Led by principal investigators Barbara Galleti, Priscila Escobar and María Paz Muñoz, the research project will include gathering photo identification data of individual blue whales. These animals are identified by examining the pigmentation and mottling patterns on their flanks. To date, Proyeto Alfaguara has photoidentified 363 individual blue whales.They have resighted 31% of these whales between the years of 2009 and 2011. 
 
"Pacific Whale Foundation is pleased to fund the entire 2012 field season of this important study of this small and isolated population of blue whales," remarked Greg Kaufman, President and Founder of Pacific Whale Foundation. "It's yet another way that the money raised by our ocean ecotours, sales in our Ocean Stores and donations from our members and supporters is being directed to help support whales and other marine life throughout the Pacific." 
 
"There was a massive slaughter of blue whales by whaling ships in the southern hemisphere in the Pacific between 1926 and 1967, resulting in the loss of approximately 97% of the blue whale population," notes Kaufman. "The study that we are funding takes place in an important feeding area for bluewhales of the region, located near Isla Grande de Chiloe, the second largest island in Chile." 
 
"Today, we are seeing new threats to these gigantic animals, including coastal development, increased shipping through the region and a Norwegian salmon farming operation in this area that is polluting the ocean with antibiotics and noise from their generators. Rising ocean temperatures may be altering the availability of prey for these whales; in fact, fisherman are catching tropical fish never before seen in this area," said Kaufman.
 
"The data from Proyeto Alfaguara will help us understand issues impacting these blue whales, including acoustic issues, and can provide bona-fide science-based rationale for establishing protections for these blue whales," he noted. "We've seen that the Proyeto Alfaguara team has proven to be extremely effective in encouraging government and local action to protect these animals." 
 
In 2008, the Proyeto Alfaguara team successfully convinced the government of Chile to establish a sanctuary for whales, after a poll showed that 98% of Chile's citizens wanted the sanctuary. They've also made Chile's Navy aware of the presence of the blue whales in the navy's shipping lanes. 
 
The team will be keeping a careful eye on the skin lesions seen on a good number of whales and will be watching for the "tattoo virus" -- a lethal virus found on blue whales. 
 
The Proyeto Alfaguara research team launches its boat from the Isla Grande de Chiloe (the Big Island of Chile), a beautiful forested island. Six to nine foot swells often stand between the researchers' launch site and the seas where the bluewhales are found.  During this coming season, local operators will be introducing whalewatching operations in this area, the first off Isla Grande de Chiloe.
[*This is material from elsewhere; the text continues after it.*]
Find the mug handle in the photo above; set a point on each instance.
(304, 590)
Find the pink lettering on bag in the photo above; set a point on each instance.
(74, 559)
Pacific Whale Foundation and Proyeto Alfaguara will be working with these new whalewatch operators, to help them develop educational programs that promote conservation and responsible wildlife watching. 
 
Pacific Whale Foundation also studies humpback whales in Hawaii, Australia, Ecuador, Peru and Tonga, as well as wild dolphins and odontocetes off the coasts of Maui, Lana'i and Ecuador. These bona fide research studies are funded by profits from Pacific Whale Foundation's whalewatches and ocean ecotours operating out of Maui's Ma'alaea and Lahaina Harbors. To learn more, visit www.pacificwhale.org. 
 
Established in 2004, the Alfaguara Project was named after the term used by former whalers to identify the blue whale. The project aims to promote non-lethal use of cetaceans species in Chilean waters.